Souvenirs d'un instituteur
1ère partie(suite)
... C'était une course dont le trophée n'était pas une médaille mais l'école satellite( الفرعية) la plus convenable. Quelle loi permettait-elle une abominable injustice? Quel "droit coutumier" se permet-il de "badiner" avec le destin de milliers d'enseignants et enseignantes et qui dispose de leurs affectations telle une épée de Damocles, ayant pour seul "critère" la date d'arrivée à l'école centrale.
Par la bouche d'un concierge qui y travaille, j 'ai appris que j' étais "exilé" à une "école" où je devrais "exercer" seul. J'étais "le tout",la pluie et le beau temps, dans cette école. Par ailleurs, il n'y avait rien, ni eau potable, ni électricité, ni réseau téléphonique (Parfois, il faut relativiser, j'ai dû une fois parcourir une centaine de kilomètres pour faire un appel important, c'était avant les portables et les smartphones! ) (note du traducteur), ni route, ni transport, ni collègue.

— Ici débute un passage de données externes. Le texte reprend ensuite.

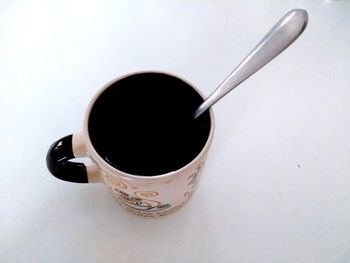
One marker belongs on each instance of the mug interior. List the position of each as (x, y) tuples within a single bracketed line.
[(142, 124)]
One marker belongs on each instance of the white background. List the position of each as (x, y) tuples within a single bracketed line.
[(276, 187)]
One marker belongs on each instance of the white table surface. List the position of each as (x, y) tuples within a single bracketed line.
[(276, 187)]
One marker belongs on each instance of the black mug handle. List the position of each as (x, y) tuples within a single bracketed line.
[(58, 161)]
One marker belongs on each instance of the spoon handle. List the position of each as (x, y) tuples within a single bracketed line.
[(284, 33)]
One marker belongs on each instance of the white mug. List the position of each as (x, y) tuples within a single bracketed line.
[(146, 195)]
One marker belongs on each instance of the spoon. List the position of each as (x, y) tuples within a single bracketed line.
[(284, 33)]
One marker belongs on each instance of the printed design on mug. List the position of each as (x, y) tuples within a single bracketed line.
[(116, 183), (194, 177), (138, 202)]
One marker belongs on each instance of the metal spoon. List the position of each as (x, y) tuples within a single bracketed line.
[(284, 33)]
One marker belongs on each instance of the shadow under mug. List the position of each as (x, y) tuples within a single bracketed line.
[(144, 144)]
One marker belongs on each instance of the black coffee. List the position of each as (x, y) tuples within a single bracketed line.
[(143, 124)]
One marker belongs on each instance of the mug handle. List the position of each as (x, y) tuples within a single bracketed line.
[(58, 161)]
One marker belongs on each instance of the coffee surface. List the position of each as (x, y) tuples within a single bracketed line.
[(143, 124)]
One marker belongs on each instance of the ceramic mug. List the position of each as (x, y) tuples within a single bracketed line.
[(141, 148)]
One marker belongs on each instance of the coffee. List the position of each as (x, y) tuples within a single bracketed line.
[(143, 124)]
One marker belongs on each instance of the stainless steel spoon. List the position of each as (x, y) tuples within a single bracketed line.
[(284, 33)]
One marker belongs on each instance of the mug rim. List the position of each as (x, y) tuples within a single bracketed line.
[(103, 165)]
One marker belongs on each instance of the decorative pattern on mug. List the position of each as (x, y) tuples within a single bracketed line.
[(139, 203), (116, 183), (194, 177)]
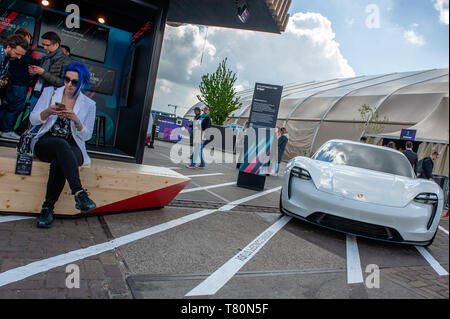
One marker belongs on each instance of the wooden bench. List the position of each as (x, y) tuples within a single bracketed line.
[(113, 186)]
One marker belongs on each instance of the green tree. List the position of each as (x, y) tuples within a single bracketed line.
[(217, 90)]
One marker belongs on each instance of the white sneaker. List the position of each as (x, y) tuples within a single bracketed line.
[(10, 135)]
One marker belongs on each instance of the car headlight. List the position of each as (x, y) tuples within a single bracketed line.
[(431, 199), (300, 173), (426, 198)]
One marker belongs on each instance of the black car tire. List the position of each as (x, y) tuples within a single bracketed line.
[(431, 241)]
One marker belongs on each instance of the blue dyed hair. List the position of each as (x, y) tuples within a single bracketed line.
[(84, 76)]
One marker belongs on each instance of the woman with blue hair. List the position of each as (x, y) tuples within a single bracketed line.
[(67, 117)]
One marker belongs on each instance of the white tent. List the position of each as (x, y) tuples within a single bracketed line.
[(315, 112), (433, 132)]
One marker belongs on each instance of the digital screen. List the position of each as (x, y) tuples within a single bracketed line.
[(171, 129), (89, 41), (409, 135), (102, 79), (11, 20)]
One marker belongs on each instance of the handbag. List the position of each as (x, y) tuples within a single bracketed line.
[(24, 144)]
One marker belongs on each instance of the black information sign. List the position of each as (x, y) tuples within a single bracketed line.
[(102, 79), (89, 41), (263, 118), (265, 105), (23, 164)]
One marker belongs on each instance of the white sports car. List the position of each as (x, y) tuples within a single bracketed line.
[(365, 190)]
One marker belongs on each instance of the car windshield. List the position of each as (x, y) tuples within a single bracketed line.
[(362, 156)]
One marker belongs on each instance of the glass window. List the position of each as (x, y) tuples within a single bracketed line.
[(364, 156)]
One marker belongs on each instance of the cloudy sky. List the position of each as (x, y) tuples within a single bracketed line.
[(324, 39)]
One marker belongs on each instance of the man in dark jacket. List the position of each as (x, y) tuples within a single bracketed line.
[(427, 166), (205, 123), (16, 91), (411, 155), (282, 142), (51, 70)]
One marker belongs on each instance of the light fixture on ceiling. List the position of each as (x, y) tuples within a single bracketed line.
[(243, 12)]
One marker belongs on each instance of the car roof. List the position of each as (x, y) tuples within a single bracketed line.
[(364, 145)]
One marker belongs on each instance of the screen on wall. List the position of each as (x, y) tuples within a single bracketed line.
[(88, 41), (11, 20), (102, 79)]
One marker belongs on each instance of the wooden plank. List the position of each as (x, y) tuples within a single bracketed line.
[(106, 181)]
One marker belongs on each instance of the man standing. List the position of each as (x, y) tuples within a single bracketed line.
[(282, 142), (204, 122), (411, 155), (197, 113), (427, 166), (52, 67), (16, 91), (66, 50), (14, 47)]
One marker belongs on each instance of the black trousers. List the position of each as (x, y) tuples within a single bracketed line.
[(64, 157)]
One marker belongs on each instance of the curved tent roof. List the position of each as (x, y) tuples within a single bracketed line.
[(314, 112)]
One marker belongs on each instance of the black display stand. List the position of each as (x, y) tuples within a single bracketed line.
[(251, 181), (263, 115)]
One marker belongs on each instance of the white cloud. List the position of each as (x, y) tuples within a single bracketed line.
[(442, 7), (350, 21), (306, 51), (412, 37)]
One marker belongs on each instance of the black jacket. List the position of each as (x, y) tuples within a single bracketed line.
[(412, 158), (427, 168), (18, 70), (282, 142)]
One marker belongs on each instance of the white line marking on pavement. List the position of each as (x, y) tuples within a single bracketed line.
[(222, 275), (4, 219), (204, 175), (433, 262), (37, 267), (443, 229), (202, 188), (354, 270)]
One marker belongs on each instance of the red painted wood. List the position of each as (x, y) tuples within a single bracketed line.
[(158, 198)]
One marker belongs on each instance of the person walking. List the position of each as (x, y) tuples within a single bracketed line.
[(392, 145), (51, 70), (282, 142), (240, 142), (411, 156), (67, 117), (197, 115), (16, 90), (204, 123), (427, 166), (13, 47)]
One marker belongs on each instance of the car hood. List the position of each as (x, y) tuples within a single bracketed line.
[(366, 185)]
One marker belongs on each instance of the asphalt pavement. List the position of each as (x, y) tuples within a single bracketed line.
[(215, 241)]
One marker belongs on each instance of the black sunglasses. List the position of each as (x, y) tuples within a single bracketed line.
[(68, 80)]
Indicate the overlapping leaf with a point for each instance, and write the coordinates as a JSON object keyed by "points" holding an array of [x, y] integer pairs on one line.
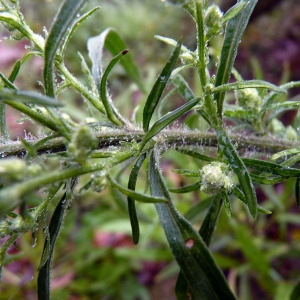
{"points": [[58, 33], [158, 87], [199, 270], [233, 34]]}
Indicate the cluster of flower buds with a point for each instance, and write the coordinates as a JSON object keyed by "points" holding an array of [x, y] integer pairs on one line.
{"points": [[215, 178]]}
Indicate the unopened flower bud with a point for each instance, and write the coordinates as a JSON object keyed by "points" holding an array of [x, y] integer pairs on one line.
{"points": [[291, 134], [277, 128], [99, 182], [216, 177]]}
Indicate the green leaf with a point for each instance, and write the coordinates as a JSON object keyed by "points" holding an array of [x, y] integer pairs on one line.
{"points": [[7, 82], [159, 86], [74, 26], [295, 295], [171, 42], [265, 179], [240, 170], [196, 155], [233, 34], [253, 253], [27, 97], [58, 33], [43, 280], [167, 119], [135, 195], [197, 266], [111, 40], [186, 189], [271, 168], [233, 11], [183, 88], [210, 221], [195, 212], [278, 108], [131, 203], [297, 191], [187, 94], [177, 2], [13, 75], [258, 84], [239, 194], [112, 113], [187, 172]]}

Non, rien de rien, je ne regrette rien!. Je me suis retourné à mon lieu de naissance car mon passage au S/S où j étais affecté s' est coïncidé avec le souk, une sorte du marché forain hebdomadaire ( l'auteur peut s'estimer chanceux car les affectations sont devenues désormais locales sinon il n'aurait plus pu se permettre le luxe de rentrer chez lui, Juste après la signature du pv ( procès verbal)) ( note du traducteur). Le souk était l'unique journée où l'on pouvait se permettre de se rendre à la localité-exil( il y avait du transport juste ce jour-là)(explication du traducteur)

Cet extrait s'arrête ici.